Australia's Telstra Corp. Ltd. announced back in August 1998 that it would build one of the continent's largest Asynchronous Transfer Mode (ATM) backbone networks for Qantas, Australia's largest airline. After 14 months, the two companies unveiled the completed national network. The deal represents one of Telstra's biggest commercial deals.
The Qantas network provides data, voice, and Internet connectivity to the airline's operational and administrative offices throughout Australia, including airports, reservation centers, travel centers, freight facilities, engineering sites, and administration centers. Progressively deployed and brought on line during the past year, the network is now fully operational.
The scalable high-speed, high-capacity ATM network core is based on Telstra's national fiber-optic network with the required Synchronous Digital Hierarchy (SDH) rings and building entry points to support the sites. Traffic operates at 155 Mbits/sec, with some points as high as 622 Mbits/sec. The deal calls for Telstra to build and manage all aspects of the network, including a unique management agreement.

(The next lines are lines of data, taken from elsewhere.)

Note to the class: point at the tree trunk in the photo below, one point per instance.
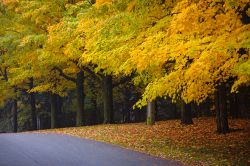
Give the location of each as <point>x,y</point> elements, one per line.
<point>33,106</point>
<point>151,113</point>
<point>126,109</point>
<point>221,110</point>
<point>14,115</point>
<point>80,98</point>
<point>53,117</point>
<point>186,113</point>
<point>59,111</point>
<point>108,100</point>
<point>234,105</point>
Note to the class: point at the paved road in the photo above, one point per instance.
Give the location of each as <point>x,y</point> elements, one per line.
<point>60,150</point>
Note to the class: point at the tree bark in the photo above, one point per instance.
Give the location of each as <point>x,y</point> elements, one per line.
<point>80,98</point>
<point>234,105</point>
<point>53,117</point>
<point>221,110</point>
<point>108,100</point>
<point>33,106</point>
<point>151,113</point>
<point>14,115</point>
<point>126,111</point>
<point>186,113</point>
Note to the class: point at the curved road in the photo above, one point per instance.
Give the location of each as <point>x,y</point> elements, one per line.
<point>61,150</point>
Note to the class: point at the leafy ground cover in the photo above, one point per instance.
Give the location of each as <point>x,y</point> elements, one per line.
<point>196,144</point>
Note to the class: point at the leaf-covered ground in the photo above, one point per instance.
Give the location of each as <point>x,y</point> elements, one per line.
<point>196,144</point>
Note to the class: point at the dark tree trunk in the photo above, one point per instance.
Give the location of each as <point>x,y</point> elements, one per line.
<point>54,107</point>
<point>80,98</point>
<point>108,100</point>
<point>126,111</point>
<point>59,111</point>
<point>14,115</point>
<point>234,105</point>
<point>221,110</point>
<point>186,113</point>
<point>151,113</point>
<point>33,105</point>
<point>94,113</point>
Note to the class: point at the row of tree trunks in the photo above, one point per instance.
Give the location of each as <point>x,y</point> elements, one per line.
<point>33,106</point>
<point>221,110</point>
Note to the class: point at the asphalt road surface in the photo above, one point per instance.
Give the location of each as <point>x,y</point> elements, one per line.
<point>60,150</point>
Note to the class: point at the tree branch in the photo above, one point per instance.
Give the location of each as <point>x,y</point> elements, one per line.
<point>64,75</point>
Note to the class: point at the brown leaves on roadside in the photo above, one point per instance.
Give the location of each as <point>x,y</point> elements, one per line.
<point>196,144</point>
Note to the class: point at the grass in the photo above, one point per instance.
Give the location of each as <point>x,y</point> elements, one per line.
<point>196,144</point>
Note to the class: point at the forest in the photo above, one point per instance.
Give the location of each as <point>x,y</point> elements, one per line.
<point>66,63</point>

According to Telstra CEO Ziggy Switkowski, a key aspect is the integration of the Qantas backbone network-management functions into a single Telstra-managed entity known as the Qantas Care Team. The team is part of a total business solution to fully manage the network, providing improved service levels, greater availability and reliability, and comprehensive performance reporting.
Key contractors for the network include Cisco Systems (San Jose) and Nortel Networks (Brampton, ON). Cisco supplied routers, local-area-network switches, and ATM switches throughout Australia to provide a foundation for the network. Nortel provided the ATM solution, consolidating voice and data traffic on a high-speed, cost-effective wide-area network backbone.
Perhaps the completion of the Qantas network will enable Telstra to focus on at least two other major fiber-optic projects currently underway for the Australian telecommunications provider.
For starters, the company will be the sole carrier responsible for supplying all telecommunications for the 2000 Olympic Games in Sydney next year. Telstra is nearing completion of its 4800-km fiber-optic Millennium Network that will provide four billion people around the world a view of the games by interconnecting with existing transoceanic systems.
More recently, Telstra committed to taking the lead role in a consortium planning to build a new submarine fiber-optic Internet cable between Australia and Japan. Though primarily to meet growing data-traffic demand, the cable will also be capable of handling voice and multimedia services. The Australia-Japan cable will feature a design capacity of 640 Gbits/sec.